Garbage Gourmets Fight Waste
Dinner shared by a group of friends at a well-appointed Greenwich Village apartment featured eggplant Parmesan with a salad of mixed greens and avocado dressing. The guests already had snacked on hors d'oeuvres of smoked mozzarella and crackers.
Not bad considering the diners find their food by digging through garbage. They call themselves "freegans," a play on the words "vegan" vegetarians who avoid all animal products, including dairy, and "free." In an ideological rejection of consumer waste, they only eat food that's been discarded. And in New York City, at least, they never go hungry.
"We find more food than we could ever possibly eat," said Adam Weissman. Just 24 hours before the dinner party, he found a hefty stash outside a gourmet supermarket in Manhattan: bags of salad nearing the sell-by date, dozens of sandwiches, boxes of Ritz crackers, some nice looking squash and loaves of still-crisp baguettes.

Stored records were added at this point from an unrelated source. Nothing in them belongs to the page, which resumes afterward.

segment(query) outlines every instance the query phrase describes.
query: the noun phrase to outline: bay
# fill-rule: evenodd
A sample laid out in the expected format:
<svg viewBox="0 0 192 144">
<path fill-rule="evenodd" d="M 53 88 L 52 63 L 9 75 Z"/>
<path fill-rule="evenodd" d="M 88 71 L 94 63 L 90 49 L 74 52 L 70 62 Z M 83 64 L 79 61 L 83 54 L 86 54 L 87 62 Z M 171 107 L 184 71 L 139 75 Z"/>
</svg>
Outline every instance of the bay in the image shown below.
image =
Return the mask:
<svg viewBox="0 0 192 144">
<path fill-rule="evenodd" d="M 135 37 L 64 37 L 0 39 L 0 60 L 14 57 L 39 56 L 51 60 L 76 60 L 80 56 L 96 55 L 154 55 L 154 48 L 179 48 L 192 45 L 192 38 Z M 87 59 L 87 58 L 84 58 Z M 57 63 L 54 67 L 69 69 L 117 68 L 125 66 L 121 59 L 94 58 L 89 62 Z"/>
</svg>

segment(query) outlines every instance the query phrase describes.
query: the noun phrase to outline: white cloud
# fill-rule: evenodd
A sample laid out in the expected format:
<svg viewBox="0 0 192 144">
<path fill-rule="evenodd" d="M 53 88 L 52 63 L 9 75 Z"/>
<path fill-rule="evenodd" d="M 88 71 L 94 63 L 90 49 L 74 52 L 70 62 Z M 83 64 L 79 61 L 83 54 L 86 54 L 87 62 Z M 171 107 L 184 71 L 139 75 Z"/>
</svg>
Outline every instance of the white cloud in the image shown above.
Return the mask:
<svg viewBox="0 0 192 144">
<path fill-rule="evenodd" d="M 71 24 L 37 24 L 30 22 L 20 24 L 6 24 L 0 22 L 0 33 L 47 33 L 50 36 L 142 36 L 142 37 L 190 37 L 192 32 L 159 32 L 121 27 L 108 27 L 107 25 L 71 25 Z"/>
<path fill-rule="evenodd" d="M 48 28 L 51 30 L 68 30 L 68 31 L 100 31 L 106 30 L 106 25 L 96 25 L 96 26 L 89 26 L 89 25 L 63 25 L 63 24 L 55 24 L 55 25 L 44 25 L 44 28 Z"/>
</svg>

Although not all freegans are vegan, they all eat for free. Weissman said that with few exceptions he has not eaten store-bought food, either at home, in a restaurant or as guest of a friend, in more than 10 years.
Weissman and others say they have mixed feelings about Thanksgiving, which Weissman called "basically a celebration of excess."
Madeline Nelson, the host of the freegan dinner party who says she recently left a job in corporate communications at a Fortune 500 company, says she's concerned about holiday over-consumption.
"We are heading into wasting season," said Nelson, who's serving a semi-freegan Thanksgiving dinner to her family, including her 83-year-old father.
A study suggests that freegans may have a point.
Timothy Jones, an anthropology professor at the University of Arizona, conducted a 10-year study that concluded the country wastes 40 percent to 50 percent of its food. A 1997 U.S. Department of Agriculture study put the loss at 27 percent of total U.S. food production, or 96 billion pounds of food.
"The number one problem is that Americans have lost touch with what food is for," Jones said. "We have lost touch with the processes that bring it to the table and we don't notice the inefficiency."
Some freegans hope to call attention to food waste by publicizing their unusual lifestyles. Weissman runs a Web site for the freegan community, offering practical tips, like which city's trash bins yield the best treats in places from Vancouver to Cincinnati.
For instance, the Giant Gourmet Farmers' Market in Hackensack, New Jersey, is a "gold mine," according to the site. But get there early to avoid sifting through discarded fish.
While these images may churn a few stomachs, some doctors condone the practice. Dr. Michael Greger, director of public health and animal agriculture at the Humane Society of the United States, has posted food safety tips on Weissman's Web site.
He says that unopened packaged foods can normally be safely eaten for days after sell-by dates have passed. But he warns freegans to stay away from meat and seafood, eggs, dairy, sprouts, cut melon, and unpasteurized cider or juice, which can be susceptible to bacteria. Mold can be trimmed from "hard or firm foods," he says, but even the brave should stay away from bulging or oozing cans.
"People have this image of looking into a dumpster," an industrial garbage bin, "and seeing slimy garbage, but that's just not the case," he said. "At the same time, food poisoning is no joke, so you have to be careful."